Tuesday, March 17, 2026
noon–1:00 p.m.
124 Sparks Building
“Careful Science: Medicine, Gender, and Disability in the Early Modern Francophone World”
Tracy Rutler

One of the most famous portraits of Marie de Vichy-Chamrond, the Marquise du Deffand depicts her alone, in a chair, with a white cat on her lap and her gaze fixed somewhere outside of the frame of the picture. This last feature, unusual for portraits of the time and especially those of the portrait’s painter, Carmontelle, is meant to emphasize the Marquise’s blindness, making it one of her most central attributes.

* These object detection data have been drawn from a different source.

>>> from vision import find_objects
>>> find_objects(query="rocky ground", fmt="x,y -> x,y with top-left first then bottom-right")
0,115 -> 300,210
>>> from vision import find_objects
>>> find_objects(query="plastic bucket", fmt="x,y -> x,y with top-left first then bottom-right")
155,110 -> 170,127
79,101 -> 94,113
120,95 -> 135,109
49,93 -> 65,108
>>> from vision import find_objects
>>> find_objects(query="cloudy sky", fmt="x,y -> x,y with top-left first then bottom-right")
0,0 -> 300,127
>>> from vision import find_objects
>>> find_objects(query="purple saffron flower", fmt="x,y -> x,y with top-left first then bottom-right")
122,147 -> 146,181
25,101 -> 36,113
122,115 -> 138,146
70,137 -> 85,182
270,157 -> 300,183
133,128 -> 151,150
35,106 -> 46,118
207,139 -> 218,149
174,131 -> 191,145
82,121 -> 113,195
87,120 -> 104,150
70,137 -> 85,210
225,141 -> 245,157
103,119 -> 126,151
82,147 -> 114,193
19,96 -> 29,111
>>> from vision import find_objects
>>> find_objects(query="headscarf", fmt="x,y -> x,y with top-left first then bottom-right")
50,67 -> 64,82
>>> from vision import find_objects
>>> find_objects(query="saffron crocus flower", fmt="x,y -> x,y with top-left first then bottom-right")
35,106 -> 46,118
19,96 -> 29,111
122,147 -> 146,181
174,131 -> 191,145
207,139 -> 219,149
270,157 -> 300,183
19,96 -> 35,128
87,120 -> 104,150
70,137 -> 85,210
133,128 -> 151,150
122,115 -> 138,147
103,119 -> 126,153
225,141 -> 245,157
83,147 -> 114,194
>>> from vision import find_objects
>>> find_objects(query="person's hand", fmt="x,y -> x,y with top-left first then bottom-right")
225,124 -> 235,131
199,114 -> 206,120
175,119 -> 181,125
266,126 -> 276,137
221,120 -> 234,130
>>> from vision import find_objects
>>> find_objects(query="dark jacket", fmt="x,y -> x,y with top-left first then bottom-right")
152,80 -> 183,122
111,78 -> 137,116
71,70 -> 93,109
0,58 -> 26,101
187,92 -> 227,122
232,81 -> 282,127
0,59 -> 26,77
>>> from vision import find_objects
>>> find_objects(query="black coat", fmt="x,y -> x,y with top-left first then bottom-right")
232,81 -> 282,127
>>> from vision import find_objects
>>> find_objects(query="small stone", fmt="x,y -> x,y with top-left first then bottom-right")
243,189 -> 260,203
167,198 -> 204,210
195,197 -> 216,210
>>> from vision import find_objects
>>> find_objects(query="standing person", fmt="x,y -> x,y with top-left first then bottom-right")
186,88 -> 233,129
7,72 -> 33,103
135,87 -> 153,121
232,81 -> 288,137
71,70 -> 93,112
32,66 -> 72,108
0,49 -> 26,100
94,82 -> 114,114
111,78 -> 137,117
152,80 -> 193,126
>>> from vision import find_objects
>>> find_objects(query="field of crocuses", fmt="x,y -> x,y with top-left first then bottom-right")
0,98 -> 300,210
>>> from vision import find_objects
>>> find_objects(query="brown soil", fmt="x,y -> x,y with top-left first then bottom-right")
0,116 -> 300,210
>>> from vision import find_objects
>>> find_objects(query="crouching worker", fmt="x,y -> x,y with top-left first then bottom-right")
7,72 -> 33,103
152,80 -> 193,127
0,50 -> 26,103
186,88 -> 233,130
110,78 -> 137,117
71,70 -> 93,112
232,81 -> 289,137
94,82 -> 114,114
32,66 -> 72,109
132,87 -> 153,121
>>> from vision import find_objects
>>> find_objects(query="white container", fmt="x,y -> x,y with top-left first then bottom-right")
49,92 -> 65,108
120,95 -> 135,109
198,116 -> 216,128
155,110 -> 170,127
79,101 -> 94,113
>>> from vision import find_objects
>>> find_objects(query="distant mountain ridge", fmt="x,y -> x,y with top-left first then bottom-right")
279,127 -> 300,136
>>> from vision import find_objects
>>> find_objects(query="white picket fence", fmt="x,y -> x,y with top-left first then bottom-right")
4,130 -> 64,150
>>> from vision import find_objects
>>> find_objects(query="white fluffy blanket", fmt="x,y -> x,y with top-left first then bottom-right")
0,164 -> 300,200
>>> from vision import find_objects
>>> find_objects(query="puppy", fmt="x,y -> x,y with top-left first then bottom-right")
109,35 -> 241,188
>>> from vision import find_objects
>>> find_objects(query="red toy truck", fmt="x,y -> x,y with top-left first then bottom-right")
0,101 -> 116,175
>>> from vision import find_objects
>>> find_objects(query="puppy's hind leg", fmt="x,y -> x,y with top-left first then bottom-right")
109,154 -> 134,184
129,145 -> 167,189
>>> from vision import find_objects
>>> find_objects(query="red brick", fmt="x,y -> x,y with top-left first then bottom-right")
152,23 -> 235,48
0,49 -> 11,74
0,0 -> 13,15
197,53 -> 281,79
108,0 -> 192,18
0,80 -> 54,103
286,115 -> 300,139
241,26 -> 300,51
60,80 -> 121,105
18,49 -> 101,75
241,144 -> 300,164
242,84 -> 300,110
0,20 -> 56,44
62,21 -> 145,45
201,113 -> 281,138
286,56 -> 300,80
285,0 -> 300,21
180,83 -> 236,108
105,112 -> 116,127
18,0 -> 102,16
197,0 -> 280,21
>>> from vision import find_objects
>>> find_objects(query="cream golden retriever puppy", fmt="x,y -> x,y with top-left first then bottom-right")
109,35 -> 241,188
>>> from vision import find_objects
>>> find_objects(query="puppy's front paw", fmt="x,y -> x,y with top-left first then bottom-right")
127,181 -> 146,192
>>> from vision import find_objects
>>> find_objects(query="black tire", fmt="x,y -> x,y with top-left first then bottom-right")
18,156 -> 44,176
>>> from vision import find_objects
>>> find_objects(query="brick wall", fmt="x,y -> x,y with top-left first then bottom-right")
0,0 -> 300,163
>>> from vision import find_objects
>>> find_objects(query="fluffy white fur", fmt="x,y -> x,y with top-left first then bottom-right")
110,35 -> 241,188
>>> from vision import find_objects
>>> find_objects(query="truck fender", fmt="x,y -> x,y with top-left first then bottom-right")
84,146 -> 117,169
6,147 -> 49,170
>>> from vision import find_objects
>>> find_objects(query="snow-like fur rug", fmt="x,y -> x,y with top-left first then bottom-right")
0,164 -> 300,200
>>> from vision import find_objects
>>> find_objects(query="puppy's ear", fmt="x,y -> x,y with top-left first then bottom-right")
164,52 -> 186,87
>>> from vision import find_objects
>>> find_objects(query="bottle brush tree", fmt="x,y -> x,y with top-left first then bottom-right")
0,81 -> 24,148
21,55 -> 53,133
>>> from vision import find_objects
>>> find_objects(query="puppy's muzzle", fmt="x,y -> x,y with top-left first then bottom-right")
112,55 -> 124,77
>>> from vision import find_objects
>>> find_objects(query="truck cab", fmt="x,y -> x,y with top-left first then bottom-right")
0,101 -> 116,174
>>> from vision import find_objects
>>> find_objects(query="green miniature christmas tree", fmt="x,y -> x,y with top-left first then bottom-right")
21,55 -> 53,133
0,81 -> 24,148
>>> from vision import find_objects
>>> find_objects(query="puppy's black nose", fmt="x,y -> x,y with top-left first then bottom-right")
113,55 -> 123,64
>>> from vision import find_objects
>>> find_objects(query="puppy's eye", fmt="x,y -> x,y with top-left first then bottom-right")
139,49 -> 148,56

While such portraits of blind men also exist (the famous English mathematician Nicolas Saunderson was almost always depicted with the eyes closed), their portraits tend also to highlight the accomplishments of the men as they were surrounded by the instruments of their trade. To focus on Deffand’s blindness, however, is to grossly misunderstand this dynamic woman. Her voluminous collection of letters, which includes two auto-portraits in which she describes her most important features, highlight her dedication to honest discussion and a love for good company and great literature. In it, the reader finds intricate considerations of what is happening within Deffand’s body as well as the treatments she undertakes for her ailments, but they also find the traces of a vast network of mutual care, as she describes her own ailments alongside those of her friends and caretakers. While there exist numerous studies on blindness and enlightenment, almost all focus on blind men (and particularly blind male philosophers). In this talk, Rutler will examine how gender alters one’s lived experience of blindness and how it also influences the perceptions of blindness by sighted individuals.